たらたら神秘主義

本と映画と音楽と日常、できれば神秘

映画『グラン・トリノ』

クリント・イーストウッドが監督する映画はいろいろ見てきた。それぞれかっこいい映画で、すごい才能だと思うのだけれど、なんだか職人芸を見ているような感じで、個人的にはものたりなかった。


でも、この映画の繊細なうえに大胆という感じの作りかたがむちゃくちゃかっこよくて、感動した。
内容もいいけど、内容ではなく、作り方に感動する。
頑固なじいさんである退役軍人が、隣りに住む東南アジア系のモン族という民族の少女なんかと交流するようになって……、というようなストーリー。


かっこよさのポイントの一つは、モン族の文化とか生活とかが「異質なもの」として映画の中に異質なままに入ってくることだ。
最初、唐突にモン族の家族の様子が映されたとき、別の映画に変わってしまったのではないかと疑いたくなるくらいだった。
つまり、アメリカ人であるイーストウッドが完璧に演出することは不可能なものをドカリと入れてしまい、そのうえで、それと主人公がどうかかわっていくかを映していく、その大胆さがかっこいいのである。

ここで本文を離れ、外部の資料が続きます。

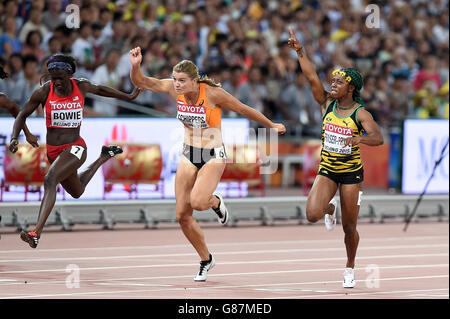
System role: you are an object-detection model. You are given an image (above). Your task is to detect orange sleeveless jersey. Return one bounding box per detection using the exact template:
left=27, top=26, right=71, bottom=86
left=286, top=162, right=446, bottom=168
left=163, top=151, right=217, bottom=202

もうひとつのポイントは、頻繁におこなわれるカメラの切り替えだ。
ちょっと気になるくらい速いテンポで、カメラが切り替わる。くらくらする。
映画の演出法に詳しいわけではないけど、カットの切り替えがあまりに速いことによって、演出の方向性を制御することは不可能になっている気がする。
理性よりも身体的リズムによって出来上がっている画面というような。


と、いうような感じで、自分の制御を離れたものを作ろうという大胆さが、もうすぐ80歳(!)近くの監督によってなされるというのが、すごい。
老いるということが、それほど悪いことではないと思わせられる。